Except, I’m not certain I’m in any condition to experience any of those things. The mind is willing, the body… Ugh, not so much.

Magic, I might be delirious.

“Let’s just start with something light and easy to digest,” Eddy corrects. “And work out whether birth control works on ghosts before you start putting your vagina through her paces.”

Multiple chairs scrape across the floor downstairs, making the wood protest. At the same time my eyes scrunch up in tiredness. Somehow the two sensations both end up battling for dominance, clashing until I can’t distinguish one from the other.

“Doors work!” North yells back, and I hear his voice echoing up the stairwell and simultaneously as if I were in the room below with them.

Too much. Overwhelm threatens again. This time, the Arcanaeum sends a wave of apology at me before it doessomething, then the awareness of the building fades. It’s still there, but muted, giving me the space to process the dryness of my mouth and the relief that comes with my yawn.

I can touch things. I tangle my hands in the covers just to prove it’s possible and then hiss as I accidentally draw the quilt away from my feet, exposing them to cold air.

“I haven’t missed that,” I grumble, shivering as I retreat back into the warm haven of my blankets.

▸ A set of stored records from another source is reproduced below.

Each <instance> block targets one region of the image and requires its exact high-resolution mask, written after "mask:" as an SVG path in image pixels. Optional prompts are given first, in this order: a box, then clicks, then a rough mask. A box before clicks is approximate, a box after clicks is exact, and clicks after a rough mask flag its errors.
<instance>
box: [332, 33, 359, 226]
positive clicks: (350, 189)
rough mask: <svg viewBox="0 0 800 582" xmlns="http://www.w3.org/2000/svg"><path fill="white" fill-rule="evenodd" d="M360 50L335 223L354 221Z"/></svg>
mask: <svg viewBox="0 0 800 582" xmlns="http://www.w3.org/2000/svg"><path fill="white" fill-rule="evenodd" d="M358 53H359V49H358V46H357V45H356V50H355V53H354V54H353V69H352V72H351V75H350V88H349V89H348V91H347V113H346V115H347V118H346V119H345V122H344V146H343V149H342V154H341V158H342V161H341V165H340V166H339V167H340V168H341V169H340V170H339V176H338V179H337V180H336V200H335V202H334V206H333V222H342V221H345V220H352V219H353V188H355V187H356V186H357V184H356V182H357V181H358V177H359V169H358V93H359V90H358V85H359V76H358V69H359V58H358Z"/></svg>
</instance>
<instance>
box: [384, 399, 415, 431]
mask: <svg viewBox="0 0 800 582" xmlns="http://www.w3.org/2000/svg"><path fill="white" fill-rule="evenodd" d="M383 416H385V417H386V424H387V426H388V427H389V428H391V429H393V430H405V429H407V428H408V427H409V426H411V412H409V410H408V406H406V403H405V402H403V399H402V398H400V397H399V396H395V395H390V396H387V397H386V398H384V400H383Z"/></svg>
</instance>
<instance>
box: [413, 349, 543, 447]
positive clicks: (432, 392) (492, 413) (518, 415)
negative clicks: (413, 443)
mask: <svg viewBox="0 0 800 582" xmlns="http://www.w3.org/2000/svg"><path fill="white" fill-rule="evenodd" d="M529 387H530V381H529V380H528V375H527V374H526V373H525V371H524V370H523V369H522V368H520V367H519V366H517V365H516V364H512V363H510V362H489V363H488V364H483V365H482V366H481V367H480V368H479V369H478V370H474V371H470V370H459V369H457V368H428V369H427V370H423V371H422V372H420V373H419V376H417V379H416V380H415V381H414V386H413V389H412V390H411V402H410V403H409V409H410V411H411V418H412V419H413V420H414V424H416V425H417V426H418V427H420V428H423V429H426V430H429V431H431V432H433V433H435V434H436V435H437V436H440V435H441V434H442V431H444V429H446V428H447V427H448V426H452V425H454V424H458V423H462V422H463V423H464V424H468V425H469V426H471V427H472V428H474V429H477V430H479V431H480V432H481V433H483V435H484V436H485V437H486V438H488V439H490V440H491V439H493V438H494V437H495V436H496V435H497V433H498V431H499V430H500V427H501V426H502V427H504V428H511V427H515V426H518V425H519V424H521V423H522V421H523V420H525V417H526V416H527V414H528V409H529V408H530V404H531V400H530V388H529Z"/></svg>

That’s a lie, but it feels good to grouch about something as benign as chilly toes.

My eyes finally flicker open as Eddy reclaims her spot on my bed. I wasn’t imagining it earlier; she is brighter than before. It’s like I’ve been looking at her through dirty glass,and now someone has cleaned up the image, throwing the golden brown of her eyes and the dark brunette of her short hair into sharp relief.

Even the room is more vivid than I remember.

I had no idea being dead affected my eyesight so badly.

Above us, the mechanism of the clock tower ticks merrily away, and the Library itself seems supremely…smug. Footsteps charge up the stairs, the beams vibrating under the weight of a crowd.

I raise my hands into my field of view, expecting them to be blue and riddled with black cracks. Calloused pink palms tremble before me. The only blue in sight is the delicate tracery of my veins and the cerulean sleeves of my decidedly modern flannel pyjamas.